Style guide


A style guide or manual of style is a set of standards for the writing, formatting, and design of documents. It is often called a style sheet, although that term also has multiple other meanings. The standards can be applied either for general use, or be required usage for an individual publication, a particular organization, or a specific field.

A style guide establishes standard style requirements to improve communication by ensuring consistency both within a document, and across multiple documents. Because practices vary, a style guide may set out standards to be used in areas such as punctuation, capitalization, citing sources, formatting of numbers and dates, table appearance and other areas. The style guide may require certain best practices in writing style, usage, language composition, visual composition, orthography, and typography. For academic and technical documents, a guide may also enforce the best practice in ethics (such as authorship, research ethics, and disclosure) and compliance (technical and regulatory). For translations, a style guide may be used to enforce consistent grammar choices such as tenses, formality levels in tones, and localization decisions such as units of measurements.

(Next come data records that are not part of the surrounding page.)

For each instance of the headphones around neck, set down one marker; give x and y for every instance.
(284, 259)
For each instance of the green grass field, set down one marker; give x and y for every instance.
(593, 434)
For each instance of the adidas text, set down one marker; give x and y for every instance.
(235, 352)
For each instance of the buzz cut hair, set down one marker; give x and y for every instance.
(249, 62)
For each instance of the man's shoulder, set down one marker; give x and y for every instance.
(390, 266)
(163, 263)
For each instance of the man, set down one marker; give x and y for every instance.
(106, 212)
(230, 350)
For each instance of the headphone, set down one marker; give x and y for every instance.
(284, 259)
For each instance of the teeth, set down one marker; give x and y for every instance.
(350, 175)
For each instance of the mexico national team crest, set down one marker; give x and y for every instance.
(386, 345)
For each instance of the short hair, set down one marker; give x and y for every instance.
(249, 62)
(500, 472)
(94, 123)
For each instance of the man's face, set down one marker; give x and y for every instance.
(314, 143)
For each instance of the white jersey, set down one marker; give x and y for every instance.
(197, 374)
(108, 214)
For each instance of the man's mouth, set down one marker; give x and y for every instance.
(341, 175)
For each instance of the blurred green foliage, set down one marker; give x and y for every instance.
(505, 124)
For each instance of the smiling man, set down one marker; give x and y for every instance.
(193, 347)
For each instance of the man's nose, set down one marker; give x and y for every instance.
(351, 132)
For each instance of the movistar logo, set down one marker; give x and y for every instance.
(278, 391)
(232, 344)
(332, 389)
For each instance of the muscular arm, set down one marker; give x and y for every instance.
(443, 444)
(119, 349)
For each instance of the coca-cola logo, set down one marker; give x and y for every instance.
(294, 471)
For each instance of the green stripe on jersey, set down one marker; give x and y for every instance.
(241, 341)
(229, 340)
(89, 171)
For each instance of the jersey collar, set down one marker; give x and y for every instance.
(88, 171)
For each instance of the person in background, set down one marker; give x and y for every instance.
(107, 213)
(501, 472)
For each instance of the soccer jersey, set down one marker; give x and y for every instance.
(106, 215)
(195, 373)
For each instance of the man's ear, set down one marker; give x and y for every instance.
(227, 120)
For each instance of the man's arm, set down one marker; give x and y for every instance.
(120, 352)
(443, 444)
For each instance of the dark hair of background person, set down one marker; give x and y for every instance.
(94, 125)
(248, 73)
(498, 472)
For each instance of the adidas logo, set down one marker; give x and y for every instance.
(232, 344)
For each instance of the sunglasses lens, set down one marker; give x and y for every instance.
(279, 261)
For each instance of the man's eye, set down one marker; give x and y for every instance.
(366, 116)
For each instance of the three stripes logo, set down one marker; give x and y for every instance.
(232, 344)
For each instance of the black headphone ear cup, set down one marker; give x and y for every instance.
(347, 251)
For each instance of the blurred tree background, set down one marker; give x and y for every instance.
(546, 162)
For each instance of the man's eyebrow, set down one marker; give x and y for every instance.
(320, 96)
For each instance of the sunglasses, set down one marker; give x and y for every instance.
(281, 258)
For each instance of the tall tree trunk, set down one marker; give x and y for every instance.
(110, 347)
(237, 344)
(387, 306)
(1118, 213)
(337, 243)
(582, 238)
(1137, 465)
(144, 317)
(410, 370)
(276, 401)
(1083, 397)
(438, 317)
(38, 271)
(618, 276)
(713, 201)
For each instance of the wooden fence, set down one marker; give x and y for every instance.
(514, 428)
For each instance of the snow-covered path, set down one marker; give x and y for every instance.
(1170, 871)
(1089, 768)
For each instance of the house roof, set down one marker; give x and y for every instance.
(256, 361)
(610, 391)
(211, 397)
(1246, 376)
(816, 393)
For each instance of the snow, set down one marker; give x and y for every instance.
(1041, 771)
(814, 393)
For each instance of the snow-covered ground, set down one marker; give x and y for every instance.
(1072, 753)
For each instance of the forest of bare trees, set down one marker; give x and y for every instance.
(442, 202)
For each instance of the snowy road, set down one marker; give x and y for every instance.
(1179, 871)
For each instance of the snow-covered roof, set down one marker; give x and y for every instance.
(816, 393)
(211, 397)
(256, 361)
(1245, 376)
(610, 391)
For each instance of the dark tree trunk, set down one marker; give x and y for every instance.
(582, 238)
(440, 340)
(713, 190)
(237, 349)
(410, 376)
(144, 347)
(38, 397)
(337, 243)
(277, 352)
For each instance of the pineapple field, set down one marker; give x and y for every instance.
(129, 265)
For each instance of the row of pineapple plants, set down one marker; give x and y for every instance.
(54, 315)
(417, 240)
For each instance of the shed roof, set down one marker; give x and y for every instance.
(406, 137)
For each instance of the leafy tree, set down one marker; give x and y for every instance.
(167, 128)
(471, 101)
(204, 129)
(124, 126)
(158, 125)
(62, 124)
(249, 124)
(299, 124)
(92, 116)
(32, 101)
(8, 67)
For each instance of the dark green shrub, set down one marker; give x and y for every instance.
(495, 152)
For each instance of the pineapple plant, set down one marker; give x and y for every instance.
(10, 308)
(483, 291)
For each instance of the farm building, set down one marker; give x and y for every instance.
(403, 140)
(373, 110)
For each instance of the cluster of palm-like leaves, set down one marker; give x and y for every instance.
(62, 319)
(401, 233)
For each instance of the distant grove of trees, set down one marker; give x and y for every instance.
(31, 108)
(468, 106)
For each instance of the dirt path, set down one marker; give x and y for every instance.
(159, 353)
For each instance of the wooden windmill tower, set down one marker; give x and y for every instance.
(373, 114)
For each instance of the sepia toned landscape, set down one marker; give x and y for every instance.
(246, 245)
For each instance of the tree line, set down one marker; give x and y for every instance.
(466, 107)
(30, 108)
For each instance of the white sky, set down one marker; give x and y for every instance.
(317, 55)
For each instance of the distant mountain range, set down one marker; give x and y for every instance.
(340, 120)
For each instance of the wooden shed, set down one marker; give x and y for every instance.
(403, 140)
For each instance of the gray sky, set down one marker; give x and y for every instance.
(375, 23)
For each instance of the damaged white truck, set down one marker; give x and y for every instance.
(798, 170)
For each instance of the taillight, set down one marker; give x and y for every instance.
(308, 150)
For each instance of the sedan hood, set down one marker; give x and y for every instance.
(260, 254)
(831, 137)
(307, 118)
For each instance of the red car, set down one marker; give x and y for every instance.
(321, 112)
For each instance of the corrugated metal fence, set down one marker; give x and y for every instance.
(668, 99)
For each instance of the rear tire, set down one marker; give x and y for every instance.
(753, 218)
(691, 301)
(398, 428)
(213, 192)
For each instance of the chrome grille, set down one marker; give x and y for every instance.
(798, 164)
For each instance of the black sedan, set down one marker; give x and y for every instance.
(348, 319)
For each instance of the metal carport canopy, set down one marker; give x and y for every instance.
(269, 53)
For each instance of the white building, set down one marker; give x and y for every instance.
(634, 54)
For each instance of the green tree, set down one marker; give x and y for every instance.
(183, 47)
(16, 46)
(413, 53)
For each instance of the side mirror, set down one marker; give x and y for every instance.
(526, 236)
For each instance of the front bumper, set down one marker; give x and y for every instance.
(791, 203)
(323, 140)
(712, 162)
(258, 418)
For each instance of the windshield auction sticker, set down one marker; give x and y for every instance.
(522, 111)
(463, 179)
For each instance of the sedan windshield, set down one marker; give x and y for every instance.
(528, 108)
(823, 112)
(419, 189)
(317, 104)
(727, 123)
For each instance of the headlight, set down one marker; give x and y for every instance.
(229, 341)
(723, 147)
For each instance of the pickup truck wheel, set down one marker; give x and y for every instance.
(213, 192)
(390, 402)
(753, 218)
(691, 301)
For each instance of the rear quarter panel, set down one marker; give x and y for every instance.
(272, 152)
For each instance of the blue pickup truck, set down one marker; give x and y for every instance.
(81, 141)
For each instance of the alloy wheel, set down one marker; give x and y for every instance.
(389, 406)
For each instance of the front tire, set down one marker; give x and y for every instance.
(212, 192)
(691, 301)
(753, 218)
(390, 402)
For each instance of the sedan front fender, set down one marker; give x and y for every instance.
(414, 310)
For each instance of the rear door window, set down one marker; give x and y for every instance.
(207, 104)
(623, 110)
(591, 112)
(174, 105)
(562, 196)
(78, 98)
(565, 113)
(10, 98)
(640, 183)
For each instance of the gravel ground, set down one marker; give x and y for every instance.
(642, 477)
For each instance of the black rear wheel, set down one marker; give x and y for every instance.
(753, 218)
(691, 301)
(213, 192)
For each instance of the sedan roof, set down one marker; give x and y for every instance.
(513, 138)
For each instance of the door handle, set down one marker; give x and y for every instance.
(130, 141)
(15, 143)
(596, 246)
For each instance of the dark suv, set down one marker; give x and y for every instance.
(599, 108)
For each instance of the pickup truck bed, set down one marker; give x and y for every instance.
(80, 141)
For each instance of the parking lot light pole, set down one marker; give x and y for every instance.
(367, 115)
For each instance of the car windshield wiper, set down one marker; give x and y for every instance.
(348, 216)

Style guides are specialized in a variety of ways, from the general use of a broad public audience, to a wide variety of specialized uses, such as for students and scholars of various academic disciplines, medicine, journalism, the law, government, business in general, and specific industries. The term house style refers to the individual style manual of a particular publisher or organization.

Style guides vary widely in scope and size, and writers working in most large industries or professional sectors reference a specific style guide, written for their industry or sector when writing very specialized document types. These guides are useful primarily for only peer-to-peer specialist documentation or to help writers working in specific industries and/or sectors communicate highly technical information in scholarly articles or industry white papers.

Notable exceptions are The Associated Press Stylebook and The Chicago Manual of Style, both of which focus on "general", third-person English. The Associated Press Stylebook is written for journalists, and The Chicago Manual of Style is written for academic writing.

This variety in scope and length is enabled by the cascading of one style over another, in a way analogous to how styles cascade in web development and in desktop cascade over CSS styles.